L'enfance de Christer Strömholm, bien qu'heureuse, fut ballottée. Il n'a que six ans quand ses parents se séparent et, dès lors, il voit fort peu son père, militaire affecté dans des ports suédois, puis en Pologne et en Roumanie. Ce père presque absent se suicide en 1934 et ce drame marquera durablement un adolescent sensible qui sera dorénavant en perpétuelle tension entre une décision de vivre le plus intensément possible et l'obsession d'une mort qui ne l'angoisse pas mais qui marque toute son œuvre.

À dix-neuf ans, il s'installe à Dresde pour suivre les cours de l'école d'art de Waldemar Winkler, à qui il s'affronte très vite en défendant Paul Klee et les artistes du Bauhaus déjà désignés comme « artistes dégénérés ». Il se rend à Paris, puis à Arles où il rend visite à l'un de ses maîtres, Dick Beer. À l'automne de 1938, il rentre à Stockholm où il étudie la peinture. Mais la collaboration de certains de ses concitoyens avec les nazis le révolte et, en 1939, il s'engage comme volontaire dans les troupes finlandaises. Jusqu'à la capitulation allemande de 1945, il sert dans un corps de volontaires suédois en Norvège et participe à la Résistance au côté des Norvégiens.
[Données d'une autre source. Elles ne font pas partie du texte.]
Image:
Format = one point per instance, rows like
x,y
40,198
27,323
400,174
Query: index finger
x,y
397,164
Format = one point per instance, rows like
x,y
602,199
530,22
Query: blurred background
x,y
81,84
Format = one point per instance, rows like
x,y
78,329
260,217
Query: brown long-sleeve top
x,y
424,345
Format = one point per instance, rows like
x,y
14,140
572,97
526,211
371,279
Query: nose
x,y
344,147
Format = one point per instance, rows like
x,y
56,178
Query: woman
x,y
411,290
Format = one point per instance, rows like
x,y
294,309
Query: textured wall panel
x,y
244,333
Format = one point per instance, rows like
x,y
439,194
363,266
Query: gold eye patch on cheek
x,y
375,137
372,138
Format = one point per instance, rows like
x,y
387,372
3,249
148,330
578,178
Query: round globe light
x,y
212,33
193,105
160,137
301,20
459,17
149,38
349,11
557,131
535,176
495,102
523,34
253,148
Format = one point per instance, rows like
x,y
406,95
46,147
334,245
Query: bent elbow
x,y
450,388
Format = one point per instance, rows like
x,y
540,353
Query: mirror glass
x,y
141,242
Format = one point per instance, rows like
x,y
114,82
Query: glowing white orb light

C'est en 1946, à Paris, alors qu'il pratique la gravure à l'école des Beaux-Arts, qu'il découvre la photographie. Enthousiaste, il se lance dans des recherches graphiques, tout en réalisant pour un magazine brésilien des portraits d'artistes (Man Ray, Duchamp, Le Corbusier, Fernand Léger, entre autres) qui lui permettent de vivre.

Jusqu'en 1954, il est photographe professionnel, travaillant pour la presse tout en continuant des études artistiques à Paris, à Florence et à Faenza. En 1951, il avait rejoint le groupe allemand Fotoform pour la « photographie subjective » animé par Otto Steinert et il participa à plusieurs expositions du groupe en Europe. Mais, d'une indépendance farouche, il reprend sa liberté dès 1953 tout en poursuivant, jusqu'à la fin de ses jours, des recherches formelles (moins formalistes toutefois que celles du groupe) qu'il continuera à nommer « fotoform ». Il développe en même temps une autre série, Images de la mort, qu'il terminera en 1964.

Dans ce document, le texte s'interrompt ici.